Linear regression with an indicator variable: by this I mean an explanatory variable which takes one numerical value for the first group and a different numerical value for the second group. For example, 0 for the first group and 1 for the second group. This also turns out to be equivalent to a t-test. If you’ve seen how ANOVA is implemented by most software as a linear model with indicator variables for categories, this might not surprise you either.
Linear regression with the indicator variable as the outcome and the measurement as the explanatory variable: as backwards as this may sound, this will also produce exactly the same p-value as a t-test. The hypothesis test for linear regression slope is the same regardless of which variable is the outcome and which is the predictor, although the regression equation is usually different.
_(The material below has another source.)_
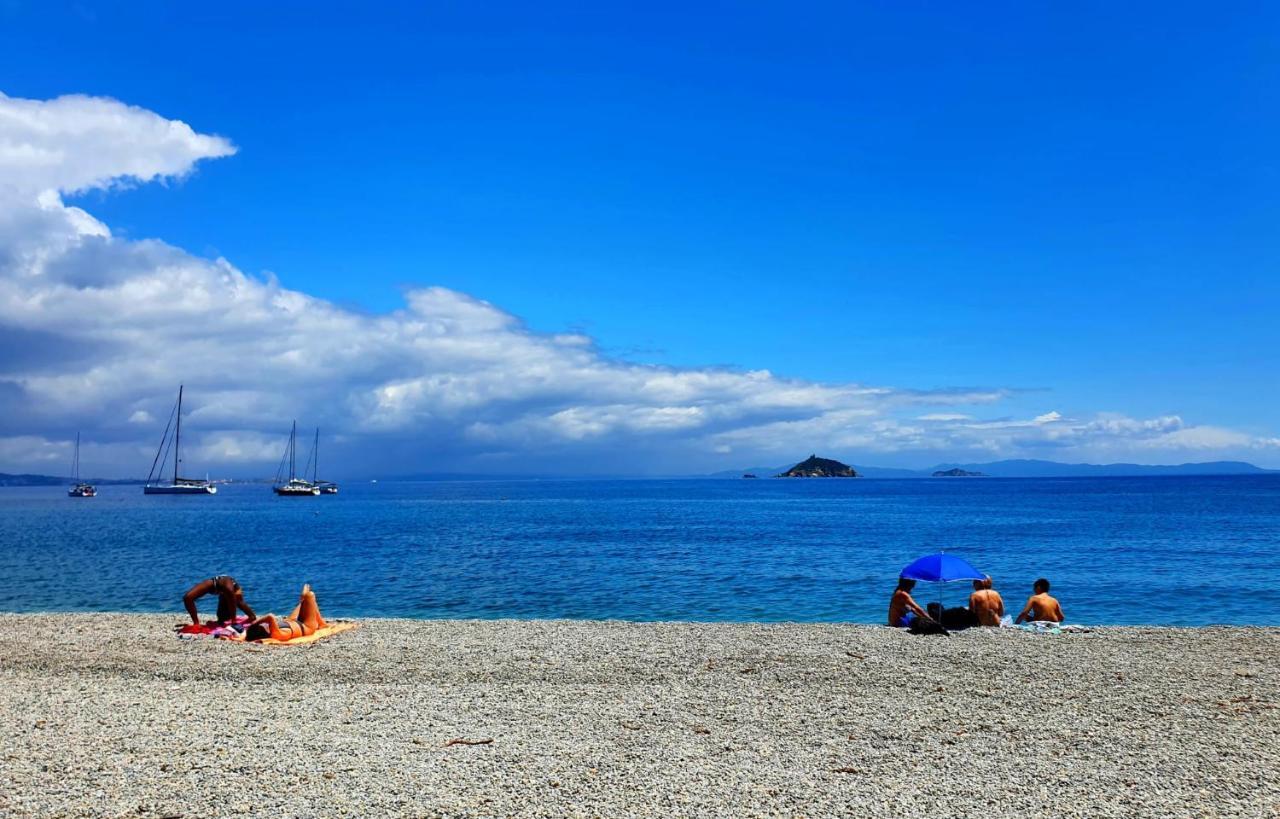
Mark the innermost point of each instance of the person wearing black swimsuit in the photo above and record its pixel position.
(231, 596)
Correlation with an indicator variable: this is also equivalent to a t-test. This follows from the above two because the hypothesis test for correlation being equal to zero is equivalent to the hypothesis test for linear regression slope being equal to zero.
Logistic regression with the group variable as the outcome and the continuous variable as a predictor: this is not quite the same as a t-test. However, if the measurements of the two groups are normally distributed, then the t-test and logistic regression are asymptotically equivalent—meaning that for a sufficiently large sample size, they will give the same p-values. The two methods also answer different research questions: the t-test is for a difference in means between two groups while logistic regression estimates the odds ratio of having a positive outcome (being in a particular group) for a given increase in the continuous predictor. The choice between the two methods should be based on which variable is your outcome and which variable is your explanatory variable; or whether you would prefer to discuss an odds ratio or a difference in means.
Pairwise comparisons from an ANOVA model with more than two groups are also not quite equivalent to a t-test. What’s the difference? Both use a test statistic that has a t distribution calculated from the same difference in means, but the ANOVA pairwise comparisons will have better power because they use a pooled standard deviation from all groups (which, if the assumption of equal standard deviation in every group is true, will be more a precise estimate) and a t distribution with more degrees of freedom (which can make a big difference with a small sample size). As the sample size increases, the advantage of ANOVA over individual t-tests diminishes.
Bonus: The Mann-Whitney test (or Wilcoxon rank sum test) is equivalent to proportional odds logistic regression. (This claim is made in Frank Harrell’s Regression Modeling Strategies text; unlike the other examples above, I haven’t proved or read a proof of this equivalence.)